9. The hybrid type solar panel according to claim 8, wherein the difference in height between said first side (12) and said second side (13) is comprised between 2-7 mm, and wherein said side by side mounting is carried out, in use, with a slant comprised between 10° - 90° degrees.

10. The hybrid type solar panel according to any one of claims 1 to 9, wherein, in case of side by side mounting, in use, of a first hybrid panel (10) and of at least one second hybrid panel (10), the side by side hybrid type solar panels are configured to create a house roof comprising a plurality of side by side hybrid type solar panels (10) wherein each basic structure (20) comprises, on the two opposite sides (12, 13) of different height, respective supports (52, 53) with inverted "II" profile configured to allow fixing, by way of screws and/or clamps, to roof traverses of a roof and to create a self-supporting watertight roof of a house.

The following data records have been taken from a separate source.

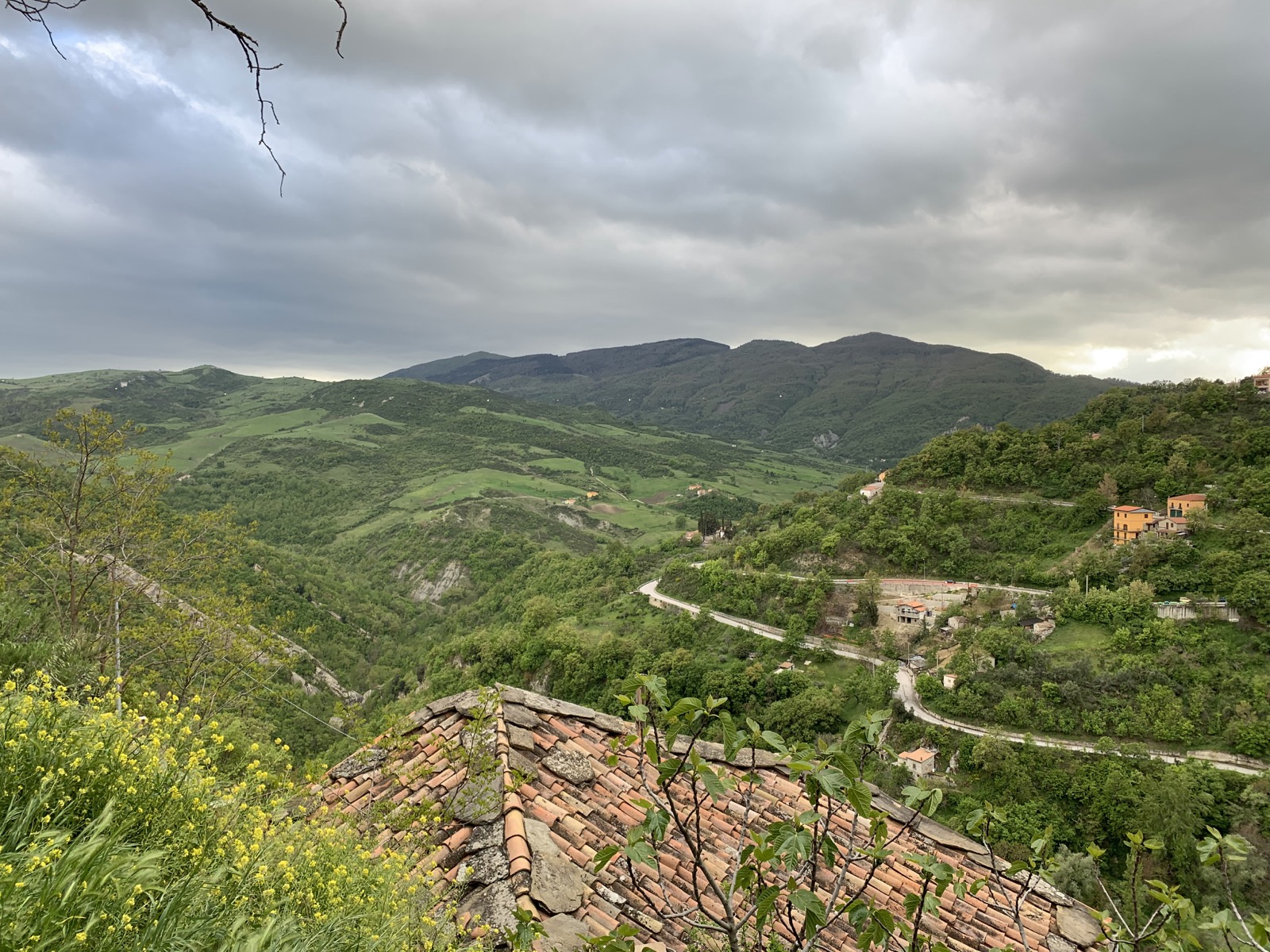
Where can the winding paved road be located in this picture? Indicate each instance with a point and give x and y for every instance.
(906, 687)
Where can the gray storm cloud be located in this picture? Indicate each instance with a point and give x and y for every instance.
(1081, 183)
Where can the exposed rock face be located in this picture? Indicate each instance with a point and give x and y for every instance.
(826, 441)
(425, 589)
(572, 765)
(571, 520)
(357, 765)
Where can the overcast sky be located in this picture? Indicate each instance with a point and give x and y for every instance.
(1086, 184)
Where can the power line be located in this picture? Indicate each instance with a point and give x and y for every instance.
(304, 711)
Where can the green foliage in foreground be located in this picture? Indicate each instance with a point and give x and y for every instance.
(156, 831)
(1080, 799)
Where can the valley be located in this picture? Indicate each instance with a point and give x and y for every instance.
(864, 400)
(418, 539)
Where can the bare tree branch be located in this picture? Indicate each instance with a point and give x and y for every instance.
(249, 46)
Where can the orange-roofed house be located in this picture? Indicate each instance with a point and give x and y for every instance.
(872, 489)
(1130, 522)
(552, 784)
(910, 612)
(1172, 526)
(1181, 507)
(920, 762)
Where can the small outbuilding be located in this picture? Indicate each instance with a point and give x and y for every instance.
(920, 762)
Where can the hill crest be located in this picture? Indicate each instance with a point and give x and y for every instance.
(860, 399)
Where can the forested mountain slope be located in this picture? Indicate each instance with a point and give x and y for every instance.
(1153, 441)
(314, 461)
(865, 397)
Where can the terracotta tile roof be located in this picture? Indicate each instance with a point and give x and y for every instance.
(526, 831)
(920, 755)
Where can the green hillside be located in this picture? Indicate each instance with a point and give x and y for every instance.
(860, 399)
(1155, 441)
(317, 463)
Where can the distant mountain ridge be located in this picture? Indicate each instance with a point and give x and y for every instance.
(864, 397)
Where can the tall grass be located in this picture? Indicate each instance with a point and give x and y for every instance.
(152, 833)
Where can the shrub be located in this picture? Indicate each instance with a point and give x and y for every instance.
(156, 831)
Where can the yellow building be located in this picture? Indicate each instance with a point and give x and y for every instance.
(1130, 522)
(1181, 507)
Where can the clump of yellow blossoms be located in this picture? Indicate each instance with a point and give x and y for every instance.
(122, 833)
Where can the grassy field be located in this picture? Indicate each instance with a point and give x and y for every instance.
(1076, 638)
(353, 459)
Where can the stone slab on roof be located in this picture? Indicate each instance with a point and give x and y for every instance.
(556, 793)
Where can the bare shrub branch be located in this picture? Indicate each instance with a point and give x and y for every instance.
(36, 10)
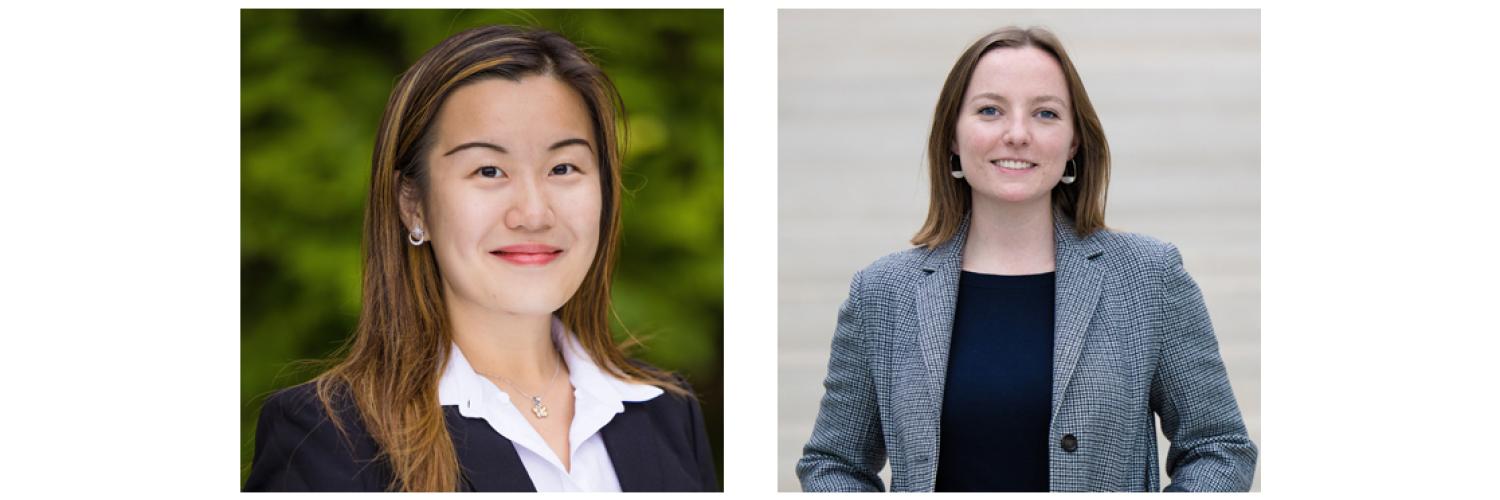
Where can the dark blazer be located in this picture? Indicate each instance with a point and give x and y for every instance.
(1133, 343)
(657, 445)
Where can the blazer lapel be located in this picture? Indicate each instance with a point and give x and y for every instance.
(1077, 295)
(488, 460)
(936, 299)
(629, 440)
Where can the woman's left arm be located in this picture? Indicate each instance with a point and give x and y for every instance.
(1211, 451)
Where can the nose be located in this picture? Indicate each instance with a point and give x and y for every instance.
(1016, 132)
(530, 210)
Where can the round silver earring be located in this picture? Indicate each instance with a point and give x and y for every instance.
(1070, 179)
(416, 236)
(957, 168)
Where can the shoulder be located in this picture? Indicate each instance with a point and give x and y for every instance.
(893, 271)
(300, 448)
(302, 406)
(1136, 251)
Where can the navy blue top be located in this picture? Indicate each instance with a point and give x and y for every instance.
(998, 398)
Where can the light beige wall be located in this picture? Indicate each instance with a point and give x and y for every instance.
(1179, 98)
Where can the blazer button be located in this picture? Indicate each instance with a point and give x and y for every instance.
(1070, 443)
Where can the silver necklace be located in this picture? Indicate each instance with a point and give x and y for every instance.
(540, 410)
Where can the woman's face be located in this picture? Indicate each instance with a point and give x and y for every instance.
(515, 194)
(1014, 132)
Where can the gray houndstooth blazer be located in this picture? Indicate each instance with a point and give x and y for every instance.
(1133, 340)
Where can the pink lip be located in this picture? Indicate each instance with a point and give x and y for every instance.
(1014, 171)
(528, 254)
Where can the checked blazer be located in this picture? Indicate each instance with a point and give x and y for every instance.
(1133, 341)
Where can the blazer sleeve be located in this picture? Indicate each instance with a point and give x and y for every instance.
(1211, 451)
(848, 446)
(297, 448)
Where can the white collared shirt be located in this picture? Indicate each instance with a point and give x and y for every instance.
(597, 397)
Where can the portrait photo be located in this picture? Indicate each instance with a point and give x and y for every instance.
(482, 249)
(1019, 251)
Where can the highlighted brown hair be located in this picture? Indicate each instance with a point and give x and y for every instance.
(1082, 200)
(392, 364)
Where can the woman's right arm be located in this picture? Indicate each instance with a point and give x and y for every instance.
(848, 446)
(297, 448)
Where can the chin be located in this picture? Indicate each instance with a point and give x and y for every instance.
(530, 304)
(1013, 195)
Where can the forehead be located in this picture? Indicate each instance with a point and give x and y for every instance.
(534, 110)
(1017, 72)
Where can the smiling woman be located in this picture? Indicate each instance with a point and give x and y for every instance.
(1022, 344)
(482, 359)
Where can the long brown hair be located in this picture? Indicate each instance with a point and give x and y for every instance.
(1082, 200)
(392, 364)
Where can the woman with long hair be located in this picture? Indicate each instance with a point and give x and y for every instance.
(1020, 344)
(483, 358)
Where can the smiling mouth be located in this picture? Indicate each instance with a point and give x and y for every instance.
(1013, 164)
(528, 254)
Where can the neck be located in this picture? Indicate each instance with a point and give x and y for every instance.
(497, 343)
(1010, 237)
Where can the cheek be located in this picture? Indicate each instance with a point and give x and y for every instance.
(581, 210)
(459, 216)
(974, 137)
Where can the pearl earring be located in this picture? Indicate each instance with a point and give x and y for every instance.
(416, 236)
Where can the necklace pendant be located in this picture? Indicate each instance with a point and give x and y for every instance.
(540, 410)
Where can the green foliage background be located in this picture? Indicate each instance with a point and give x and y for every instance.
(312, 89)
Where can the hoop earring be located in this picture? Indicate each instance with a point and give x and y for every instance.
(416, 237)
(1070, 179)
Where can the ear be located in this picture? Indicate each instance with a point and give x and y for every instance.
(410, 206)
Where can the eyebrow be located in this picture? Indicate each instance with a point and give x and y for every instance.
(501, 149)
(1034, 99)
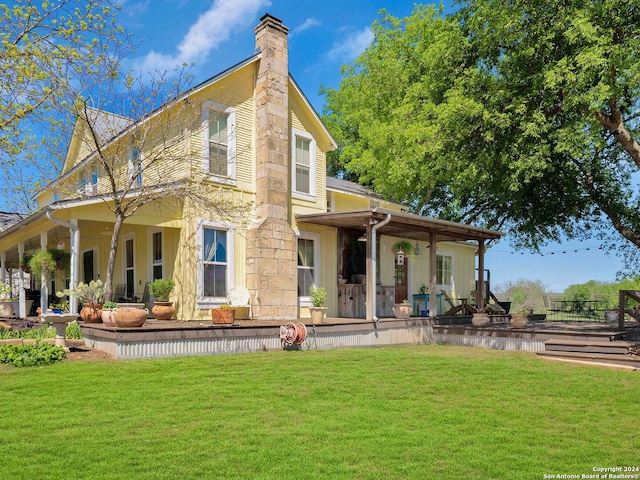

11. The hybrid type solar panel according to claim 10, wherein each basic structure (20) comprises in a side wall (34), associated to the higher side (12), a seat (37) arranged for receiving a lip shaped gasket (39) configured to ensure, in use, a barrier to water infiltrations between the panels mounted side by side and to ensure the creation of a completely watertight self-supporting surface.

12. A hybrid type solar panel (10) characterized in that it comprises a structure arranged to make a photovoltaic panel, a thermal panel, a watertight roof, an electrical storage (29), all integrated into a basic structure (20).

13. The hybrid type solar panel according to claim 12, wherein said basic structure (20) further comprises, in a lower area thereof and on opposite sides (12, 13), two respective shelves (47, 48) configured to seat at least one or more insulation panels (27), the electrical storage (29) and a container for electric components (23).

14. A house roof comprising, mounted side by side, a plurality of hybrid type solar panels (10) comprising respective basic structures (20), characterized in that each basic structure (20) comprises, on two opposite sides (12, 13) of different heights, respective supports (52, 53) with inverted “II” profile configured to allow fastening the solar panels, by way of screws and/or clamps, to roof traverses and to create a self-supporting watertight roof of a house.

15. The house roof according to claim 14, wherein each basic structure (20) comprises in a side wall (34), associated to the highest side (12), a seat (37) arranged for receiving a lip shaped gasket (39) configured to ensure, in use, a barrier to water infiltrations between the panels mounted side by side and to ensure the creation of a completely watertight self-supporting surface.